Keyboard shortcuts

Press or to navigate between chapters

Press S or / to search in the book

Press ? to show this help

Press Esc to hide this help

Schema Evolution Compared

The three preceding chapters covered Protobuf, Thrift, and Avro each on its own terms. The choice between them is rarely about wire-level efficiency, which is approximately the same across all three for typical payloads. The choice is almost always about how the format handles the case where the schema changes and the deployment cannot upgrade producers and consumers in lockstep. This chapter sets up that question directly: a small fixed list of schema-change scenarios, applied to all three formats in turn, with the rules and consequences laid out side by side.

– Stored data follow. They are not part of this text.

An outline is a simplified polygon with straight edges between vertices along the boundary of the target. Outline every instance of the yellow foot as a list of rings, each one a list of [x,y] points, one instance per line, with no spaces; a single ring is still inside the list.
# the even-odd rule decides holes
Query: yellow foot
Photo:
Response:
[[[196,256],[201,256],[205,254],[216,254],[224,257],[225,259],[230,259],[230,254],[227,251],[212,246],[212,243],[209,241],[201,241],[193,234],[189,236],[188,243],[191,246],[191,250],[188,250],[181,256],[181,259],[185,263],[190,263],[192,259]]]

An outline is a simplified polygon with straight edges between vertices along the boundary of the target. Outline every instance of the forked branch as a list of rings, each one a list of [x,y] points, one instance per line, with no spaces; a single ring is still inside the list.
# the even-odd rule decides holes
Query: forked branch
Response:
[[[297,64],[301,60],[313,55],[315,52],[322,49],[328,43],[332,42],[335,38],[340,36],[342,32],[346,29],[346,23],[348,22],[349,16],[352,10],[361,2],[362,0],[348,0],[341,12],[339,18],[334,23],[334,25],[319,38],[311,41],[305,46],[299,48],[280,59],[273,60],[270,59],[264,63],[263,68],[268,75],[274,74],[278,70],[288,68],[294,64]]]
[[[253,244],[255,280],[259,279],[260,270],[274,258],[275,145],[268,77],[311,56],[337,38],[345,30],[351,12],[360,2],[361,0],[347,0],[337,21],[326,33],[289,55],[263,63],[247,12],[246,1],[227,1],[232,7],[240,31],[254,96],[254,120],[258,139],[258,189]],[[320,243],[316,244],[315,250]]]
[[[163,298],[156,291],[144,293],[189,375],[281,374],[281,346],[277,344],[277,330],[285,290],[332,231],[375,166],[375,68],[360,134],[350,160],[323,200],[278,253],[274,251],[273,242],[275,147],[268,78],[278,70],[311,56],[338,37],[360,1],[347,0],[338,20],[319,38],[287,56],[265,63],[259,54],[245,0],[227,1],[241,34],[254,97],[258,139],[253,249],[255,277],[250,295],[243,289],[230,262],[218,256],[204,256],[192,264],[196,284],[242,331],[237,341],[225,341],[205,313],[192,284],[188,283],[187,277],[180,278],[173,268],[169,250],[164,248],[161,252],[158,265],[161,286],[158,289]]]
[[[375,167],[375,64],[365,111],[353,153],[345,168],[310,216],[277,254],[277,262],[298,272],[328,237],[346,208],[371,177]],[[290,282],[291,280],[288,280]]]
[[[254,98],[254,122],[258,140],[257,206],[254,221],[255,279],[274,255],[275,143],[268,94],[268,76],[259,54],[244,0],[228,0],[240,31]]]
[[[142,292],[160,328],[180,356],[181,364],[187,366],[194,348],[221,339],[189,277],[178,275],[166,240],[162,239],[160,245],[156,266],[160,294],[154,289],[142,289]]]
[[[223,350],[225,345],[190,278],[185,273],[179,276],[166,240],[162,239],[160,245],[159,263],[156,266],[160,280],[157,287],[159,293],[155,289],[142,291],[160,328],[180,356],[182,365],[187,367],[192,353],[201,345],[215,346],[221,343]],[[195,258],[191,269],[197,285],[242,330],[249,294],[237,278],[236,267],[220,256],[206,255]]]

The reason for treating this comparison as its own chapter rather than scattering it through the format chapters is that the comparison itself is a useful artifact. The right way to choose a schema-first format for a new system is to walk through the changes you expect to make to the schema over the next five years and ask which format makes the easiest of them, which makes the hardest of them, and where the format's hard cases line up with the changes you actually need to make. Skipping this exercise produces formats chosen for the wrong reasons; doing it produces choices that hold up.

The list of scenarios is deliberately small. Real-world schema evolution is more varied than seven scenarios can capture, but seven is enough to surface the differences between the formats. Each scenario describes the change, the constraints on producers and consumers, and the result for each format.

Scenario 1: Add a new optional field with no default

The cleanest case. We have a Person schema. We want to add a country field that may or may not be present.

In Protobuf, the change is a one-line schema edit: optional string country = 7;. Field number 7 is new. Old producers do not emit it. New producers may emit it. Old consumers ignore it (the unknown-field code path skips it cleanly). New consumers receive either an absent field (if the producer is old) or a present field (if new). Nothing breaks. No coordination is required between producer and consumer deployment. This is the case Protobuf was designed for, and it works.

In Thrift, the change is a one-line schema edit: 7: optional string country;. The behavior is identical to Protobuf's: old producers omit, new producers emit, consumers gracefully handle either. Field IDs are the wire-level identity. Nothing breaks.

In Avro, the change requires a default value: {"name": "country", "type": ["null", "string"], "default": null}. The default is mandatory because Avro reader-writer schema resolution requires every field in the reader's schema that isn't in the writer's schema to have a default. Without the default, an old- producer/new-consumer combination fails resolution at decode time. With the default, the change is forward-compatible (old reader sees bytes from new writer and ignores the new field) and backward-compatible (new reader sees bytes from old writer and fills in the default).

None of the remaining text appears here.